Vous reconnaîtrez, chers collègues, l'urgence à agir pour protéger la santé de nos concitoyens. Il n'y plus de place pour le doute ou l'attentisme. Le plan d'action du Gouvernement sur les nitrites nous propose à court de terme de réduire les teneurs maximales autorisées. J'y vois simplement un cap partagé, un horizon qui nous rassemble. Si la vitesse du chemin n'est pas la même, le plan d'action précise bien que l'objectif est d'aboutir à la suppression des additifs nitrés partout « où cela est possible » à moyen et long termes. Ce plan commence par reconnaître que les nitrites dans la charcuterie sont bien mortels, notamment par la formation de cancer colorectaux.
Brillat-Savarin écrivait « la destinée des nations dépend de la manière dont elles se nourrissent ». Nous avons de bonnes raisons d'espérer en la matière, puisque des milliers de tonnes de charcuterie « sans nitrite, ni nitrate ajoutés » sont d'ores et déjà vendues depuis 2017 dans les rayons de nos supermarchés ainsi que par des centaines d'artisans en Europe. Ne nous y trompons pas, des centaines de millions de tranches sans nitrite sont mangées chaque année sans que cela ne provoque un retour de botulisme et de salmonellose. Nous avons aujourd'hui la preuve que le « sans nitrite » est possible et non dangereux. Cette consommation massive de produits « sans nitrite » met fin aux allégations des lobbyistes sur l'éventuel risque sanitaire des additifs de substitutions.
La France avance et l'Europe s'interroge pour réduire les dangers des additifs nitrés. Ces efforts sont malheureusement insuffisants, alors que l'interdiction de ces substances est inéluctable. C'est le sens du chemin européen que je vous soumets aujourd'hui, qui repose sur trois axes.
D'abord, nous pouvons conforter les connaissances scientifiques actuelles, afin notamment de mieux mesurer l'exposition de l'ensemble des composés nitrosés et leur dangerosité.
Ensuite, nous devons interdire, au niveau européen, l'emploi des additifs nitrés dans la charcuterie. La Commission européenne propose aujourd'hui une trajectoire de réduction des doses qui est moins-disante que le France. Ces disparités réglementaires créent des distorsions de concurrence.
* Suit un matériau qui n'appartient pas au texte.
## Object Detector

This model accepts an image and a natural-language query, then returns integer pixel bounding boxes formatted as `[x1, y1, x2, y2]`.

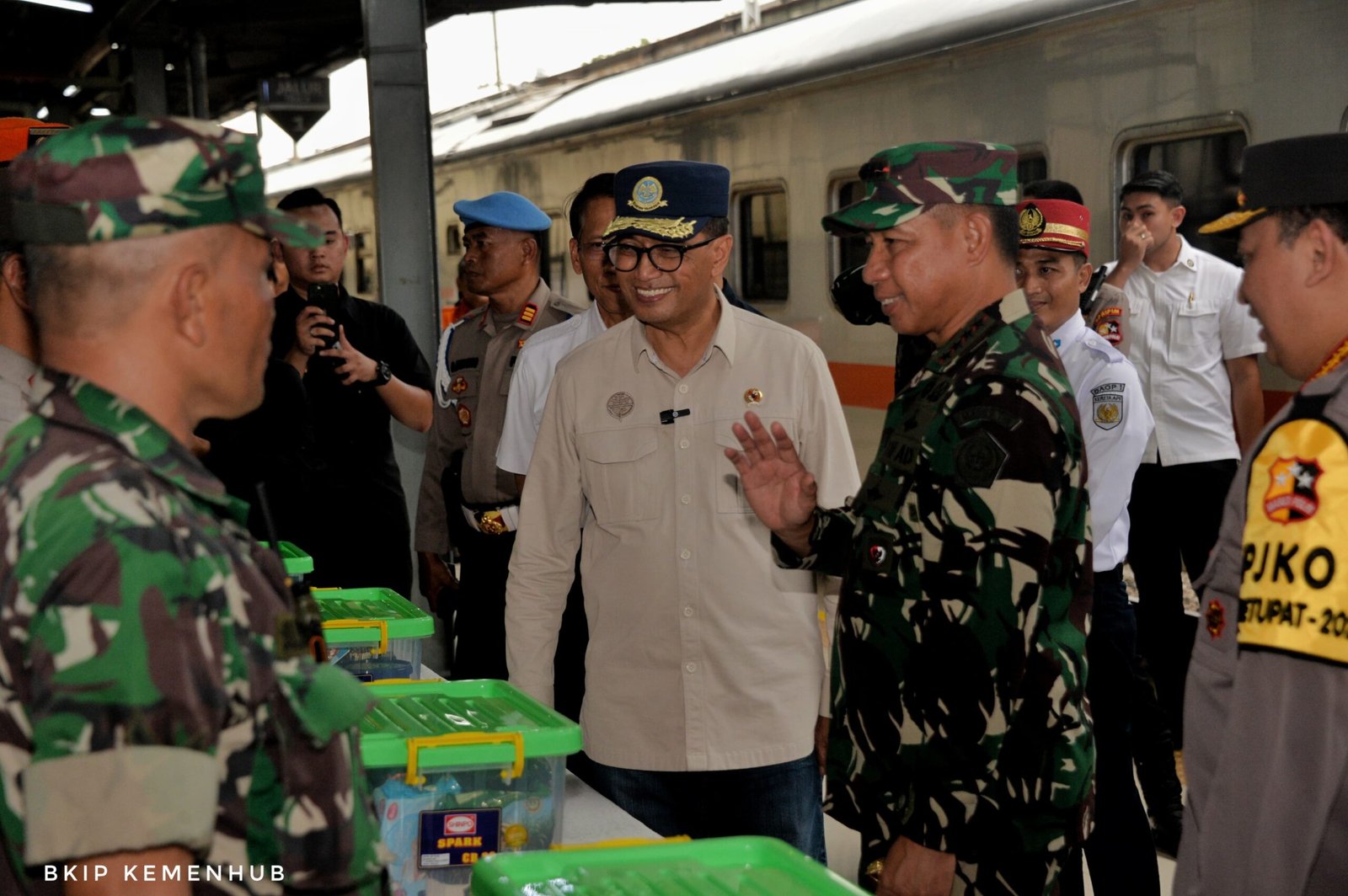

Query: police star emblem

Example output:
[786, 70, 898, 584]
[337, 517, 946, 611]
[1265, 456, 1324, 525]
L'interdiction européenne est donc une mesure qui nous permettra d'assurer, par le haut, un terrain à jeu égal avec l'ensemble des producteurs européens.
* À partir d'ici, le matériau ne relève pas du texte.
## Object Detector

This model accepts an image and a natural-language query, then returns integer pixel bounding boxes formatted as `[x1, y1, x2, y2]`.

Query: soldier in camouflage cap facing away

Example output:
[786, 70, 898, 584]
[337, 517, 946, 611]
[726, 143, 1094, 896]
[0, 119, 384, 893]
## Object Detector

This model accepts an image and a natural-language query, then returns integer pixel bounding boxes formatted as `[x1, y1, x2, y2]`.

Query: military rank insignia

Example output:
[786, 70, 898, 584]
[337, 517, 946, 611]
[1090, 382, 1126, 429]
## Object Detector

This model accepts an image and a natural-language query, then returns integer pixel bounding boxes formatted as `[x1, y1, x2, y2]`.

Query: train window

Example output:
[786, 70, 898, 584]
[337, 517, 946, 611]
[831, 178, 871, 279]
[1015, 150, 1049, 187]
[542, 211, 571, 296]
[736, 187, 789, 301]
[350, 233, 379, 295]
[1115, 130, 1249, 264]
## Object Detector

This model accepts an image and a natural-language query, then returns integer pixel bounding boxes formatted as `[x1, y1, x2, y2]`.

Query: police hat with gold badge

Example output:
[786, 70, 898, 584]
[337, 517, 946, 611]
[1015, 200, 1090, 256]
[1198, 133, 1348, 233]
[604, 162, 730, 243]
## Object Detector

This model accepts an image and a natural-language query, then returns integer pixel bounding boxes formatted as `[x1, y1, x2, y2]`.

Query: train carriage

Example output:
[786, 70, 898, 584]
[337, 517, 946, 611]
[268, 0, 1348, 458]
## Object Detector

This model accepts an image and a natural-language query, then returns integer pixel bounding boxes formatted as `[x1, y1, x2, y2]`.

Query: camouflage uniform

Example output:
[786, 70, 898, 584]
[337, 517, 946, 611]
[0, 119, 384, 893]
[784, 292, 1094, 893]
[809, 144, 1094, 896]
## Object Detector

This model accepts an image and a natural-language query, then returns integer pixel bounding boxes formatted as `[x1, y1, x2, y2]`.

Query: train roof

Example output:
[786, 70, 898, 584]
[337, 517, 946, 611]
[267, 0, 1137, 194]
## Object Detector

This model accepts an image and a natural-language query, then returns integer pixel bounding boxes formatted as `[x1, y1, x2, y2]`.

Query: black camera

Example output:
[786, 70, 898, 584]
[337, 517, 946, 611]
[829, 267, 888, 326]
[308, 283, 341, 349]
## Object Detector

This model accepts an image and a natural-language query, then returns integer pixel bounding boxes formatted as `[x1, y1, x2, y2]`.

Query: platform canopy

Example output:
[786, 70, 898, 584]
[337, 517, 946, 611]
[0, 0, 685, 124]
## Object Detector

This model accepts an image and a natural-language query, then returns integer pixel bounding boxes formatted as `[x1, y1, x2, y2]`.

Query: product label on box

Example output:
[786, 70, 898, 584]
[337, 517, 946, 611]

Enfin, il s'agit d'accompagner juridiquement, techniquement et financièrement les fabricants de charcuteries dans leur transition. L'interdiction doit être progressive, je propose un délai de quatre ans, adapté à chaque catégorie de charcuteries.
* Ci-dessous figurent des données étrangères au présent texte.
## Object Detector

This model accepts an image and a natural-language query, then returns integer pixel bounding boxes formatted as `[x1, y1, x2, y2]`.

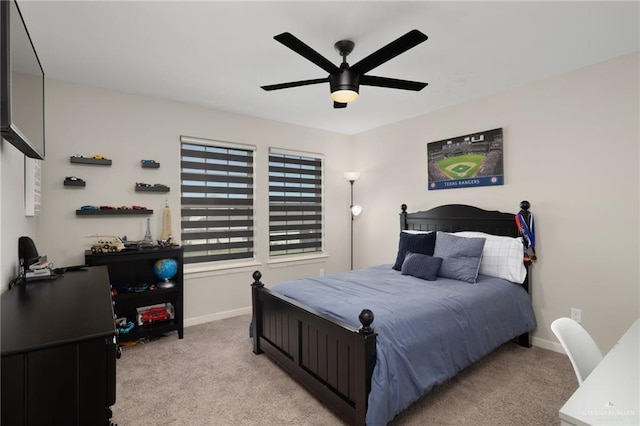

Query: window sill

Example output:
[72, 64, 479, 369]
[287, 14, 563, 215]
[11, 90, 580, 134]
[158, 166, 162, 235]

Pour conclure, je rappellerai que, la France, c'est notamment l'art de bien vivre et de bien manger. Il ne tient qu'à vous de faire valoir ce patrimoine en Europe. Chers collègues, la santé des consommateurs doit être l'un de ces sujets de convergence ! Je vous propose de débuter ce travail ambitieux aujourd'hui, ensemble, au sein de la commission des affaires européennes.